# Nibiru - end of the world????



## DuckRunner (Aug 24, 2017)

First an earthquake in Mexico, then California?! Then North Korea??!!?!?!

I'm getting pretty scared 
http://www.dailystar.co.uk/news/wei...raffic.outbrain&utm_campaign=traffic.outbrain


----------



## DuckRunner (Aug 24, 2017)

Believe me, I mostly ignore these things... but I'm getting worried..


----------



## robin416 (Sep 8, 2013)

Unless they're hiding it from us there hasn't been a massive earthquake in CA. The fact quakes are hitting where they are is pretty common for the Rim of Fire. One disturbs the rest and quakes happen. 

Now toss in a couple of super volcanoes, then we can talk.


----------



## Nm156 (May 16, 2015)

Well it's the 24th and we're still here.


----------



## DuckRunner (Aug 24, 2017)

robin416 said:


> Unless they're hiding it from us there hasn't been a massive earthquake in CA. The fact quakes are hitting where they are is pretty common for the Rim of Fire.
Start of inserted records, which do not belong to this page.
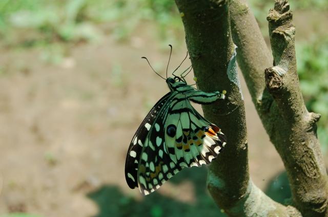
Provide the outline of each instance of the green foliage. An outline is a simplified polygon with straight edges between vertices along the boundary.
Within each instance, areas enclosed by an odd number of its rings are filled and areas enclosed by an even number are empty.
[[[181,28],[171,0],[0,1],[0,36],[10,45],[97,41],[105,33],[102,24],[106,32],[124,40],[145,20],[155,20],[164,39],[169,25]],[[29,34],[17,34],[17,31]]]
[[[13,213],[1,215],[0,217],[40,217],[39,215],[33,215],[24,213]]]
[[[298,72],[306,107],[320,113],[318,136],[328,148],[328,39],[317,38],[296,46]]]

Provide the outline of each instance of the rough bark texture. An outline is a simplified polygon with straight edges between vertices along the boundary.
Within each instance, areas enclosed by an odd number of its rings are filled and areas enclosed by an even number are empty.
[[[289,8],[286,1],[276,1],[269,12],[274,60],[265,73],[270,54],[244,1],[230,7],[233,36],[255,107],[285,165],[293,205],[303,216],[327,216],[327,176],[316,135],[320,115],[308,112],[299,88]]]
[[[227,72],[234,49],[228,1],[175,2],[183,23],[198,88],[207,92],[227,91],[225,100],[203,106],[205,117],[222,129],[228,140],[224,151],[209,166],[210,192],[230,216],[299,215],[293,207],[272,201],[250,179],[244,103],[237,84],[238,77]],[[264,77],[254,75],[262,80],[264,89]],[[260,92],[257,88],[254,90]]]

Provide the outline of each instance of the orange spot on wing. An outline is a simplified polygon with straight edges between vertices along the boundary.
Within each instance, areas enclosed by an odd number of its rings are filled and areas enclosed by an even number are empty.
[[[201,136],[202,136],[202,135],[204,134],[204,132],[202,131],[199,131],[196,134],[196,136],[197,136],[197,137],[198,138],[200,138],[201,137]]]
[[[212,127],[212,128],[214,131],[215,133],[218,132],[219,131],[220,131],[220,128],[216,125],[211,124],[211,126]]]
[[[184,145],[183,145],[183,150],[186,150],[188,149],[189,149],[189,144],[184,144]]]

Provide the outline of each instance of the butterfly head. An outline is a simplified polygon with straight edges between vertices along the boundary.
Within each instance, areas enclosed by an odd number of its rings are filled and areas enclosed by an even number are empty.
[[[177,88],[187,85],[184,79],[178,76],[168,78],[166,79],[166,82],[171,91],[176,91]]]

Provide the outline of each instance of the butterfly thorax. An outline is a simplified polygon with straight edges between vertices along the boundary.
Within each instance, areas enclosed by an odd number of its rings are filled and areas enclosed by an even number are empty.
[[[193,88],[187,84],[184,80],[178,76],[175,76],[174,78],[168,78],[166,79],[166,82],[172,92],[177,91],[186,93],[194,90]]]

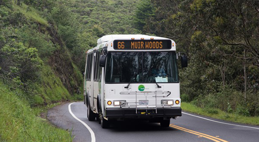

One disturbs the rest and quakes happen.
> 
> Now toss in a couple of super volcanoes, then we can talk.


Hmm.. I don't live there so I don't know..


----------



## DuckRunner (Aug 24, 2017)

Nm156 said:


> Well it's the 24th and we're still here.


Guess so... I hope David Meade is happy getting all this money


----------



## Nm156 (May 16, 2015)

My prediction is that Facebook will destroy the world.


----------



## Nm156 (May 16, 2015)




----------



## DuckRunner (Aug 24, 2017)

Nm156 said:


> My prediction is that Facebook will destroy the world.


LOL


----------



## DuckRunner (Aug 24, 2017)

Nm156 said:


>


I don't make have very good internet so can you tell me what it's about?


----------



## DuckRunner (Aug 24, 2017)

Nm156 said:


>


See? Rubbish IPad, honestly..


----------



## DuckRunner (Aug 24, 2017)

Nm156 said:


> Lyrics
> That's great, it starts with an earthquake
> Birds and snakes, and aeroplanes
> And Lenny Bruce is not afraid
> ...


?


----------



## Nm156 (May 16, 2015)

It's the words to the song in the video.


----------



## Wilbur's Mom (Aug 10, 2017)

Nm156 said:


> My prediction is that Facebook will destroy the world.


We believe the same. No man knows the day or the hour. My kids are worried too, the fact is this stuff has to happen.


----------



## robin416 (Sep 8, 2013)

Nm156 said:


> My prediction is that Facebook will destroy the world.


LOL Won't destroy mine since I'm not on it.


----------



## Wilbur's Mom (Aug 10, 2017)




----------



## chickenqueen (Jan 9, 2016)

I love REM!!!They are evacuating somewhere for a possible volcanic eruption.There are floods and earthquakes and hurricanes,cyclones and typhoons.I think the Earth is trying to shake us off,like a bad cold.I agree about Facebook 100%.


----------



## Nm156 (May 16, 2015)

robin416 said:


> LOL Won't destroy mine since I'm not on it.


But you live in the world that has been seduced by it.


----------



## robin416 (Sep 8, 2013)

Ah, I'm about the only one in my world that has internet. Most in my world either have no interest or don't have time or money for it.


----------



## Wilbur's Mom (Aug 10, 2017)

We just got internet at home last year. We have a no technology rule from after school until I get home from work. It was getting out of hand. I check all devices to see what they are doing online. I have FB, but we don’t post anything unless we are selling something. Oldest school uses FB it’s the only way I know what’s going on


----------



## seminole wind (Aug 22, 2015)

I just didn't want to be a "slave" to having to check another site. Mail, weather, chickens, and cameras (at this time). Of course shopping but that's a joy.

Yesterday I find out that Paypal charged my bank acct and not my credit card, so I'm left with a whole $200 in the bank. They cancelled my last order instead of letting the bank charge me overcharge. Grr! Always something!


----------



## chickenqueen (Jan 9, 2016)

I thought I was alone in not doing Facebook.I figure there was a reason I quit talking to certain individuals and the world doesn't need to know what I'm doing.If I want someone to know something,I'll tell them myself.Besides,you can't go back in time,only forward...


----------